Tous les "je" que l'on emprunte
Finalement, vous aussi, vous êtes un peu un espion.
Ce n'est pas faux. Mes personnages se ressemblent souvent : ils connaissent des successions d'échecs et de succès, ils perdent tout, ils changent d'identité. Comme un espion. Comme un écrivain. La vie d'un espion ressemble beaucoup à celle d'un écrivain. Nous observons sans cesse, nous notons tout, même les détails les plus insignifiants. L'entraînement d'un écrivain est le même que celui d'un espion - ou presque. Mais pour nous, c'est seulement un moyen de gagner notre vie. Alors que, pour un espion, c'est le seul moyen de rester en vie.

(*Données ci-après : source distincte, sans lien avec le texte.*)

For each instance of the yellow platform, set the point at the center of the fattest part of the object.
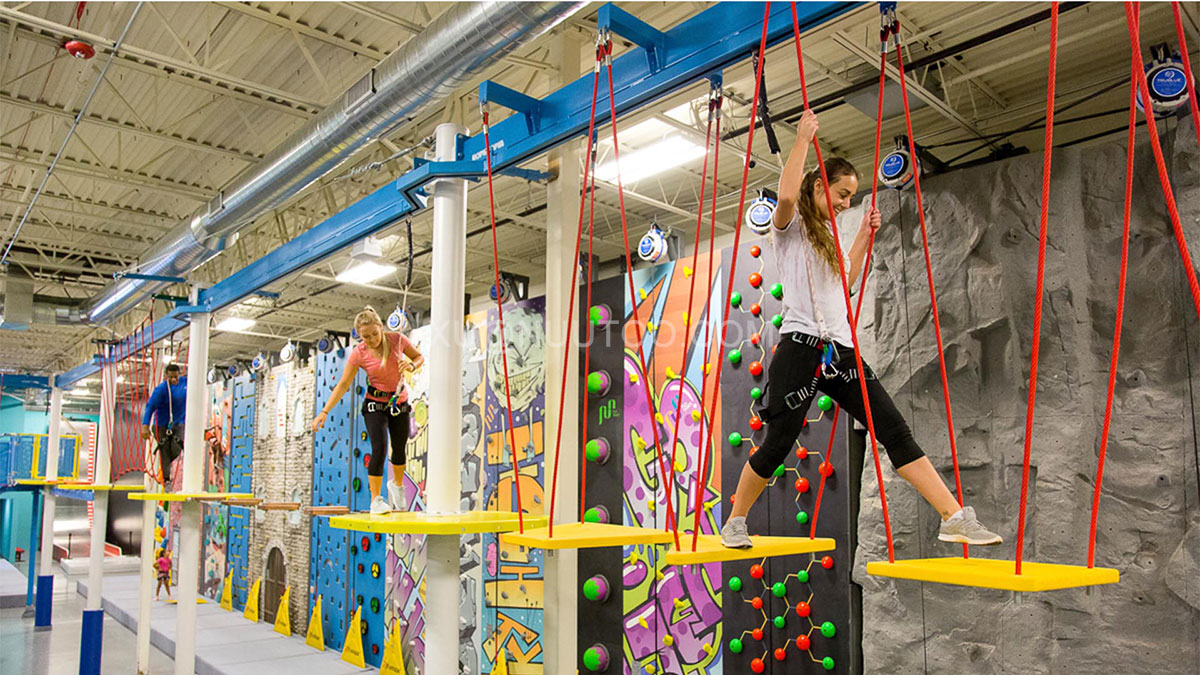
(186, 496)
(995, 573)
(408, 523)
(587, 536)
(709, 549)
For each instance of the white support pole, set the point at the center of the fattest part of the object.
(561, 596)
(193, 482)
(443, 484)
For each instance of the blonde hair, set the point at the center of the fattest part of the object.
(815, 226)
(369, 317)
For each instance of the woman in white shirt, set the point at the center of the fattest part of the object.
(815, 351)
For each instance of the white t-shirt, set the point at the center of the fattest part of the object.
(813, 296)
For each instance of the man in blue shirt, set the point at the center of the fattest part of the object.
(167, 406)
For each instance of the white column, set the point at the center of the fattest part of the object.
(193, 482)
(562, 222)
(51, 472)
(442, 484)
(102, 476)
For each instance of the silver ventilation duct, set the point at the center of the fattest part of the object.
(408, 83)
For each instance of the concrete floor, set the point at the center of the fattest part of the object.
(57, 651)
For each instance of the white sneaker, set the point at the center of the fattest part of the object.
(396, 496)
(379, 506)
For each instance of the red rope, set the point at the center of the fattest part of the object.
(633, 292)
(1187, 70)
(687, 322)
(733, 267)
(1116, 329)
(850, 309)
(1048, 151)
(499, 310)
(1163, 178)
(570, 312)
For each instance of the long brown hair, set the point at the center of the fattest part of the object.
(815, 226)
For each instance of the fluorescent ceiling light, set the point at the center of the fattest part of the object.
(235, 324)
(365, 272)
(651, 160)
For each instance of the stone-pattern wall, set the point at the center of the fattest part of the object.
(283, 473)
(983, 230)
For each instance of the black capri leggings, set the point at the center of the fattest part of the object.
(382, 424)
(795, 380)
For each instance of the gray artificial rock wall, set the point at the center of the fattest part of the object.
(983, 230)
(282, 460)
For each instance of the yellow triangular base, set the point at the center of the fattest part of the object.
(283, 616)
(251, 610)
(227, 593)
(352, 651)
(316, 635)
(393, 656)
(995, 573)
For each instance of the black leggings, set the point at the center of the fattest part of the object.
(382, 424)
(793, 381)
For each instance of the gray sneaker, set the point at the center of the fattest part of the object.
(965, 529)
(733, 535)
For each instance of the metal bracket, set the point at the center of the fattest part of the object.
(514, 100)
(652, 40)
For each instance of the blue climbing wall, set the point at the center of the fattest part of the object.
(239, 482)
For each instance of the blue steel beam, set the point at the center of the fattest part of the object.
(717, 39)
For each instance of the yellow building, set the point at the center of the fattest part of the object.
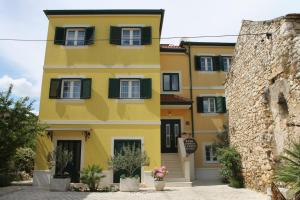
(107, 82)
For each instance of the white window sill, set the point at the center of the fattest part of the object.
(130, 100)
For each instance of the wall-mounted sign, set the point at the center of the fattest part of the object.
(190, 145)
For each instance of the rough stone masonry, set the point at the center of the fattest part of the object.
(263, 95)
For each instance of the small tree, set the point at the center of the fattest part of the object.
(129, 159)
(288, 172)
(92, 176)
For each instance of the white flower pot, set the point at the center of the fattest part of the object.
(129, 184)
(159, 185)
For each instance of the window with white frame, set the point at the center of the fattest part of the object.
(75, 36)
(129, 89)
(71, 89)
(206, 64)
(226, 63)
(210, 153)
(209, 104)
(131, 36)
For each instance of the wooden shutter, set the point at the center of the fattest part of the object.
(60, 36)
(114, 88)
(115, 35)
(146, 35)
(216, 63)
(198, 63)
(86, 87)
(200, 104)
(89, 35)
(220, 105)
(55, 88)
(146, 88)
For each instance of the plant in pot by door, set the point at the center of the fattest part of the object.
(159, 175)
(129, 159)
(61, 178)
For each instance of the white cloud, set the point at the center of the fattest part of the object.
(21, 86)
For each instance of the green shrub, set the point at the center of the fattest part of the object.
(231, 167)
(92, 176)
(24, 160)
(288, 172)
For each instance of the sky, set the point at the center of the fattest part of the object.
(21, 63)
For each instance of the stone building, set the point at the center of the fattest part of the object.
(263, 95)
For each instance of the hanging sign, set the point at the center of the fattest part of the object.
(190, 145)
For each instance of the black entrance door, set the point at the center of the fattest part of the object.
(73, 167)
(118, 145)
(170, 131)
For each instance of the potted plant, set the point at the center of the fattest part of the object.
(61, 159)
(129, 159)
(159, 175)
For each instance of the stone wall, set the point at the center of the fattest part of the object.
(263, 95)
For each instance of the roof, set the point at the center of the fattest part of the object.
(160, 12)
(172, 99)
(228, 44)
(172, 48)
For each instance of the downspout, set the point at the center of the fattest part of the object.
(191, 89)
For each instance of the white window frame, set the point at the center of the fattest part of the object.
(71, 89)
(131, 37)
(211, 161)
(76, 30)
(209, 106)
(205, 63)
(130, 88)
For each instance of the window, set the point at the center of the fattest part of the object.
(226, 63)
(71, 89)
(131, 36)
(75, 37)
(170, 82)
(206, 64)
(210, 153)
(209, 105)
(130, 89)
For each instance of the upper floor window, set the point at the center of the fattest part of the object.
(170, 82)
(206, 64)
(70, 36)
(226, 63)
(71, 89)
(75, 37)
(210, 153)
(130, 89)
(131, 36)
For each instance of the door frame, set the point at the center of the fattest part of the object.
(126, 138)
(172, 118)
(56, 138)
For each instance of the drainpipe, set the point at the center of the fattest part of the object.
(191, 89)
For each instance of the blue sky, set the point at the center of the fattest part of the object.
(21, 63)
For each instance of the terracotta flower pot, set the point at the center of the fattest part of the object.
(159, 185)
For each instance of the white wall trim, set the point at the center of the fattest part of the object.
(129, 122)
(102, 67)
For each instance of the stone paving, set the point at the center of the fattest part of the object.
(213, 192)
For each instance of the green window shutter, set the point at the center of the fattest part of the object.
(197, 63)
(114, 88)
(146, 88)
(60, 36)
(220, 105)
(55, 88)
(115, 35)
(200, 104)
(86, 87)
(89, 35)
(216, 63)
(146, 35)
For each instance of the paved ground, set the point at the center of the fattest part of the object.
(213, 192)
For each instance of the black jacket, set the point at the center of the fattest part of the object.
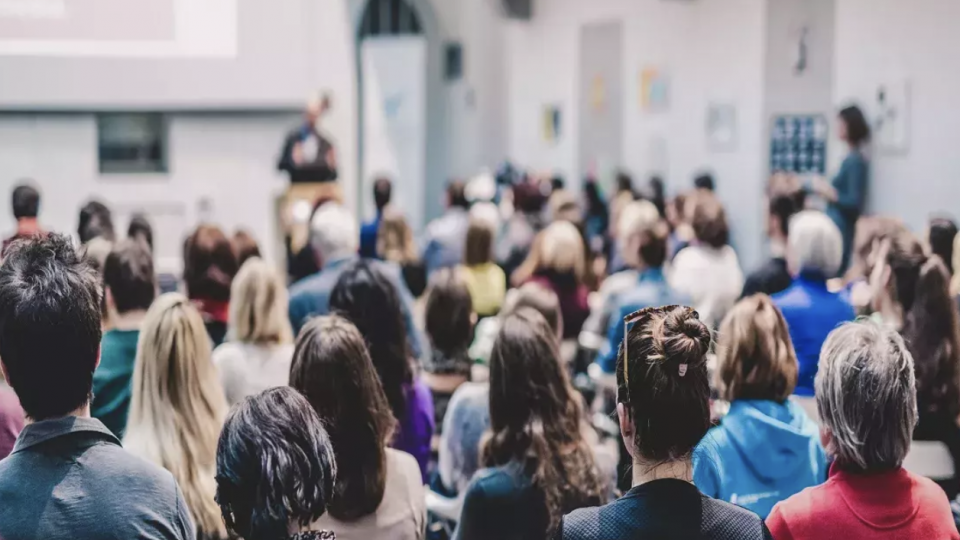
(663, 510)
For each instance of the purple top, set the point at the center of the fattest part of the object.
(416, 428)
(11, 420)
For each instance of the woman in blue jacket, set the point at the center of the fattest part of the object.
(766, 448)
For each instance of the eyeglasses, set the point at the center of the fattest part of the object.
(636, 317)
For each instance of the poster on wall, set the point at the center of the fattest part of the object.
(654, 90)
(891, 124)
(721, 127)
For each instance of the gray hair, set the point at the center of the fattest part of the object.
(334, 232)
(815, 243)
(867, 396)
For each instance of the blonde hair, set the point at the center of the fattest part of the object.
(258, 305)
(755, 356)
(178, 408)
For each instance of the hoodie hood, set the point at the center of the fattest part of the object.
(773, 439)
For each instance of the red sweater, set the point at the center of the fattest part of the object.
(890, 505)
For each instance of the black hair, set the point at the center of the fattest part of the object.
(367, 298)
(704, 181)
(140, 229)
(128, 272)
(942, 233)
(382, 192)
(858, 130)
(275, 465)
(96, 220)
(26, 201)
(49, 325)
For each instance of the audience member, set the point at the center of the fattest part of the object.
(68, 477)
(811, 310)
(259, 345)
(275, 468)
(366, 297)
(12, 418)
(448, 321)
(650, 289)
(244, 247)
(379, 491)
(637, 220)
(941, 234)
(774, 276)
(911, 295)
(664, 411)
(177, 408)
(557, 262)
(395, 244)
(382, 192)
(130, 286)
(866, 396)
(484, 279)
(26, 209)
(766, 448)
(96, 221)
(333, 234)
(708, 271)
(445, 236)
(846, 194)
(539, 466)
(209, 265)
(140, 229)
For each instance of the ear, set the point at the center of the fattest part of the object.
(626, 428)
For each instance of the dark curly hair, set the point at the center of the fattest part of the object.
(275, 465)
(535, 417)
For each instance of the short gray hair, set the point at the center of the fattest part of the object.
(867, 396)
(815, 243)
(334, 232)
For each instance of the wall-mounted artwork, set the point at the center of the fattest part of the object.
(654, 90)
(721, 127)
(552, 125)
(891, 124)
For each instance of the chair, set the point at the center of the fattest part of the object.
(931, 459)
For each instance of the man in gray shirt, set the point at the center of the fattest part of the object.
(68, 476)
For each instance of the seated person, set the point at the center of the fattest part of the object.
(664, 412)
(866, 395)
(766, 448)
(811, 310)
(272, 445)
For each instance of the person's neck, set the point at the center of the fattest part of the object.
(130, 320)
(676, 470)
(82, 412)
(28, 226)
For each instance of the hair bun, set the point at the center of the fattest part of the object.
(683, 339)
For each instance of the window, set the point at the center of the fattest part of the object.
(132, 143)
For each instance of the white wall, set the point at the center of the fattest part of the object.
(884, 40)
(229, 160)
(713, 51)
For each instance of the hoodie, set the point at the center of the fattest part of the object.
(882, 505)
(761, 453)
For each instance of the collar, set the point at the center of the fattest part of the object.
(45, 430)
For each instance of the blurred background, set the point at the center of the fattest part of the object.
(178, 109)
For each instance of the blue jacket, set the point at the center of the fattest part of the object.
(762, 452)
(812, 312)
(310, 297)
(651, 290)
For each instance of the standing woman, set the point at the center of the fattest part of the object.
(177, 407)
(846, 194)
(539, 466)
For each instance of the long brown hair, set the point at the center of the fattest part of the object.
(535, 417)
(920, 284)
(332, 369)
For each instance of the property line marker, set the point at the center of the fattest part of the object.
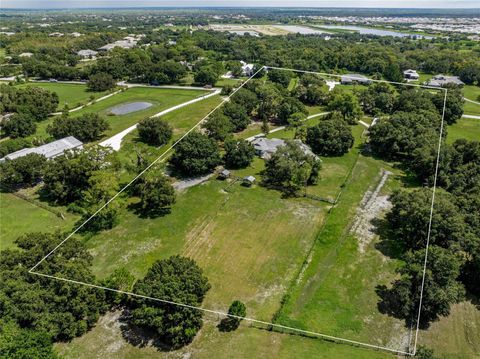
(253, 320)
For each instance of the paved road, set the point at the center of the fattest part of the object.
(116, 141)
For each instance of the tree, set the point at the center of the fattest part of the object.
(66, 177)
(86, 128)
(440, 291)
(237, 114)
(281, 77)
(400, 135)
(236, 309)
(291, 169)
(410, 214)
(195, 155)
(330, 137)
(36, 102)
(101, 81)
(17, 343)
(62, 310)
(156, 193)
(206, 76)
(347, 104)
(155, 131)
(238, 153)
(19, 125)
(22, 171)
(218, 126)
(179, 280)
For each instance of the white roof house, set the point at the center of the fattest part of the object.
(411, 74)
(49, 150)
(87, 53)
(247, 69)
(442, 80)
(266, 147)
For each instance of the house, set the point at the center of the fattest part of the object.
(247, 69)
(350, 79)
(49, 150)
(248, 181)
(442, 80)
(411, 74)
(224, 174)
(87, 54)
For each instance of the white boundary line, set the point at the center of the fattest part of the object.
(253, 320)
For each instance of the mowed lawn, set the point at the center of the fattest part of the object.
(72, 95)
(160, 98)
(336, 294)
(249, 241)
(18, 216)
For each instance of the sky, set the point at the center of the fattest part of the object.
(243, 3)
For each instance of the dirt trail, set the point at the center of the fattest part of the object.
(371, 207)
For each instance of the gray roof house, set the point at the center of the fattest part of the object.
(49, 150)
(266, 147)
(349, 79)
(442, 80)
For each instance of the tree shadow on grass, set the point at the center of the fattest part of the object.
(140, 337)
(148, 213)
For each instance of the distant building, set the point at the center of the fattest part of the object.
(49, 150)
(350, 79)
(87, 54)
(266, 147)
(442, 80)
(247, 69)
(411, 74)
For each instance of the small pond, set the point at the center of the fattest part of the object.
(125, 108)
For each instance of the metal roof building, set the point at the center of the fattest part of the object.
(49, 150)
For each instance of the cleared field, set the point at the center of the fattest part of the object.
(18, 216)
(468, 128)
(71, 95)
(160, 98)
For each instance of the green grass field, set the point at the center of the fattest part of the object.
(18, 216)
(160, 98)
(72, 95)
(468, 128)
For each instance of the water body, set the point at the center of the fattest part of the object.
(379, 32)
(303, 30)
(129, 107)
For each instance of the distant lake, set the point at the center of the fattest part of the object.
(379, 32)
(304, 30)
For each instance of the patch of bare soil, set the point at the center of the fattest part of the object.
(373, 205)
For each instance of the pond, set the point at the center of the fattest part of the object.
(379, 32)
(125, 108)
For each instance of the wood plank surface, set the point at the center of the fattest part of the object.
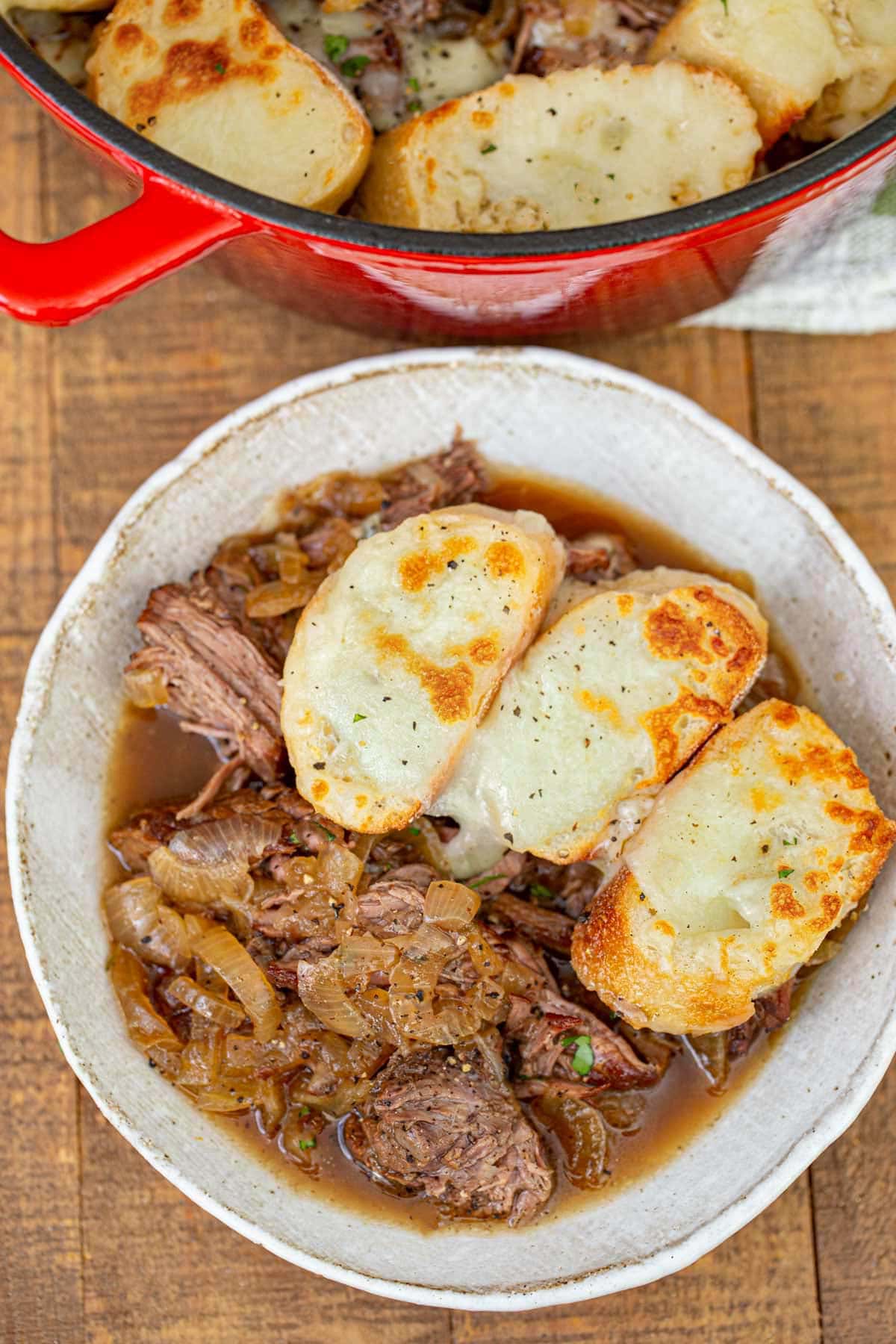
(94, 1245)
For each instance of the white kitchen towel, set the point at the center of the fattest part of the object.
(829, 270)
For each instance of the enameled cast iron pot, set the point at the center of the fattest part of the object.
(609, 279)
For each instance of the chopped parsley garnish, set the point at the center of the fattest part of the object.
(355, 66)
(583, 1057)
(335, 46)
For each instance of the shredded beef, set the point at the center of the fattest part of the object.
(548, 927)
(394, 905)
(541, 1023)
(220, 680)
(438, 1122)
(453, 476)
(771, 1012)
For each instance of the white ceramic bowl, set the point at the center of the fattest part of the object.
(576, 420)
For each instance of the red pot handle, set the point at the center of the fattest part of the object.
(63, 281)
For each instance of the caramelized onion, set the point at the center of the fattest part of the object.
(141, 922)
(144, 1024)
(208, 865)
(270, 1105)
(361, 954)
(413, 992)
(206, 1003)
(425, 839)
(277, 597)
(202, 1058)
(225, 954)
(327, 999)
(146, 687)
(225, 1100)
(243, 838)
(200, 883)
(450, 905)
(581, 1133)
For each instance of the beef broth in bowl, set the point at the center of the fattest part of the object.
(406, 999)
(583, 1139)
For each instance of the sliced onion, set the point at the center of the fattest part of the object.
(582, 1135)
(202, 1060)
(146, 687)
(361, 954)
(277, 597)
(187, 885)
(270, 1105)
(146, 1026)
(242, 838)
(141, 922)
(225, 954)
(206, 1003)
(339, 870)
(413, 992)
(326, 998)
(425, 839)
(226, 1101)
(450, 905)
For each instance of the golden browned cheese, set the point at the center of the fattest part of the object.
(215, 82)
(748, 859)
(401, 651)
(578, 147)
(603, 707)
(782, 55)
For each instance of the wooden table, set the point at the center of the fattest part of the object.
(93, 1243)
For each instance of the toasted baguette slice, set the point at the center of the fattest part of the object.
(869, 43)
(608, 703)
(579, 147)
(781, 54)
(215, 82)
(750, 856)
(399, 655)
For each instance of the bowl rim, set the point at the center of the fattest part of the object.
(729, 208)
(833, 1119)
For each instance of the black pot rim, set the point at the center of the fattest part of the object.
(766, 191)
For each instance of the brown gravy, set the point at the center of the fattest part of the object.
(153, 761)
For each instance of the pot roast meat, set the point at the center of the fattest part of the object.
(394, 905)
(544, 1027)
(771, 1012)
(440, 1124)
(548, 927)
(454, 476)
(220, 680)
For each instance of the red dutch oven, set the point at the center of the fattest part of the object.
(609, 279)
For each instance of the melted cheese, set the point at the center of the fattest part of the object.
(401, 652)
(608, 703)
(747, 860)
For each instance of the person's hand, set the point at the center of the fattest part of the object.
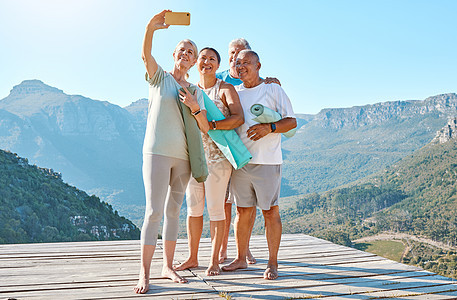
(269, 80)
(158, 21)
(258, 131)
(189, 100)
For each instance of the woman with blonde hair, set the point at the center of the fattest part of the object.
(167, 161)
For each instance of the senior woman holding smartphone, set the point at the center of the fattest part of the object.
(166, 161)
(214, 188)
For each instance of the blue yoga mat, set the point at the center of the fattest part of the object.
(227, 141)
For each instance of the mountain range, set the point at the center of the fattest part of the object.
(96, 145)
(37, 206)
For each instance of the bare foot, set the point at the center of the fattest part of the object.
(250, 259)
(236, 264)
(222, 255)
(213, 270)
(271, 272)
(171, 274)
(189, 263)
(143, 285)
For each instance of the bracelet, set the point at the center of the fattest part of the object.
(273, 127)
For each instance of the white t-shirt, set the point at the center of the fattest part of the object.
(267, 150)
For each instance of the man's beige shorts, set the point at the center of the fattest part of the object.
(256, 185)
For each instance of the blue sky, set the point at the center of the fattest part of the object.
(326, 53)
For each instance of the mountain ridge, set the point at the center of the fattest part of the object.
(97, 145)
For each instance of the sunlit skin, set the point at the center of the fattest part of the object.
(184, 58)
(207, 65)
(233, 53)
(248, 67)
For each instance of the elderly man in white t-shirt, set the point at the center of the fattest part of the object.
(258, 183)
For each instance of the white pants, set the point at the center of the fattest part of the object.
(165, 180)
(214, 188)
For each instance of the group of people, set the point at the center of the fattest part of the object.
(168, 164)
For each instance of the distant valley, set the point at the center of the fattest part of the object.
(96, 145)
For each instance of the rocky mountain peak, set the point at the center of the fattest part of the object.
(31, 87)
(447, 133)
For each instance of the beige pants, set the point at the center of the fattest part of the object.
(214, 188)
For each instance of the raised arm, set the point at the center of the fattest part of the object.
(230, 98)
(157, 22)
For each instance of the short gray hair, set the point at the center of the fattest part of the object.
(240, 41)
(250, 53)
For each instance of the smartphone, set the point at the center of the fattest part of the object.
(177, 18)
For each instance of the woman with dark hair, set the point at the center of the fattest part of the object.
(167, 161)
(214, 188)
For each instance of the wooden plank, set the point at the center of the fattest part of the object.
(109, 270)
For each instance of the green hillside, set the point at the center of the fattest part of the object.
(416, 196)
(37, 206)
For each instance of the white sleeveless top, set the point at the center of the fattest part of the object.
(212, 153)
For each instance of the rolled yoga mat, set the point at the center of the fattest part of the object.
(227, 141)
(267, 115)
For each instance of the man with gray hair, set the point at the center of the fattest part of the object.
(230, 76)
(258, 183)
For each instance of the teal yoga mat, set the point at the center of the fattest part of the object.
(267, 115)
(227, 141)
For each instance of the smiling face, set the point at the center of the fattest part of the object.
(233, 53)
(247, 66)
(207, 62)
(185, 55)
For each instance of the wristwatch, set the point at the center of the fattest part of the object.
(273, 127)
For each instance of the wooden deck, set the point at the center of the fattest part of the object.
(309, 268)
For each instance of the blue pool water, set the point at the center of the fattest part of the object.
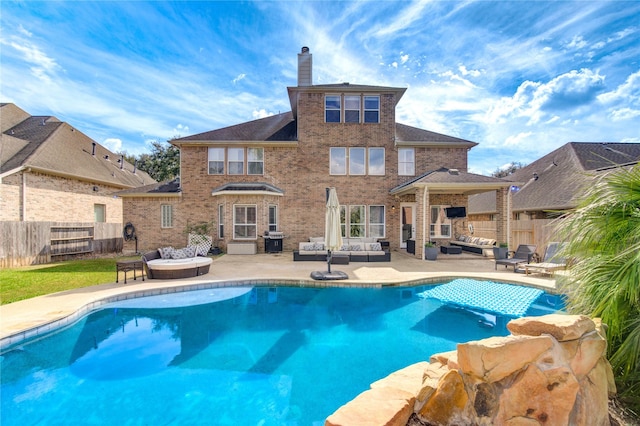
(232, 356)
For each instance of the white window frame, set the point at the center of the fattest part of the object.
(100, 210)
(352, 104)
(221, 221)
(406, 167)
(273, 217)
(332, 108)
(215, 159)
(258, 162)
(166, 216)
(241, 219)
(366, 110)
(377, 224)
(233, 161)
(369, 168)
(335, 166)
(359, 153)
(439, 223)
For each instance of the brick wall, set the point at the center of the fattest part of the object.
(52, 198)
(302, 172)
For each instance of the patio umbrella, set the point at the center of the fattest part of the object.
(332, 232)
(332, 237)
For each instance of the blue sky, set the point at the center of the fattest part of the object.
(521, 78)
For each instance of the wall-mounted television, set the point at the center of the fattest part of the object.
(456, 212)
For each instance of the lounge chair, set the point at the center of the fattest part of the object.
(550, 263)
(523, 254)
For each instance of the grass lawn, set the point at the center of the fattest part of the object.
(31, 281)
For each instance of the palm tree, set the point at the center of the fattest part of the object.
(603, 235)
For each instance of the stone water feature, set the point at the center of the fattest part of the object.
(551, 370)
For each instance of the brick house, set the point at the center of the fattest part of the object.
(393, 181)
(50, 171)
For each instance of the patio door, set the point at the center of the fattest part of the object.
(407, 223)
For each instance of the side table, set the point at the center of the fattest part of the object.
(129, 265)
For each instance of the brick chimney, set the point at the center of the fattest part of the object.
(304, 67)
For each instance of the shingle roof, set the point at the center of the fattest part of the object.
(283, 128)
(556, 181)
(410, 134)
(47, 145)
(276, 128)
(164, 188)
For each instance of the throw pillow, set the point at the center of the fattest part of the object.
(166, 252)
(191, 251)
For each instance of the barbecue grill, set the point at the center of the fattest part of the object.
(273, 242)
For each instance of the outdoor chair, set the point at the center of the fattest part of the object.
(550, 263)
(523, 254)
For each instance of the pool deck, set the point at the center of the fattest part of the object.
(28, 318)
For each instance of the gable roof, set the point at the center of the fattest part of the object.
(47, 145)
(273, 129)
(556, 181)
(282, 129)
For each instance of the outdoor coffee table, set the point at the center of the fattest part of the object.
(129, 265)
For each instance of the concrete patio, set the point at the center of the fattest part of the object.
(28, 318)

L'identité, est-ce finalement la somme de tous les "je" que l'on emprunte ?
Beaucoup de gens savent d'où ils viennent, moi non. Je ne peux pas dire que je viens d'Ecosse comme mes parents. Ni que je viens du Ghana même si j'y ai vécu dix ans et que cela fait partie de moi... C'est une question à laquelle je n'ai pas trop envie de répondre, en fait. Sinon je risque de perdre mon inspiration. C'est finalement peut-être le sujet de tous mes romans. Même à Londres, je me sens un peu à part. C'est peut-être mieux pour un romancier. On observe plus objectivement le monde. C'est sans doute cela qui fait le tempo de mes romans, l'instabilité de mes personnages. Je suis très attiré par des écrivains comme Valery Larbaud, Lawrence Durrell, Cyril Connelly. Ces esprits-là m'attirent, ce sont des esprits qui aiment le mouvement.
William Boyd, le Monde, 16 février 2007.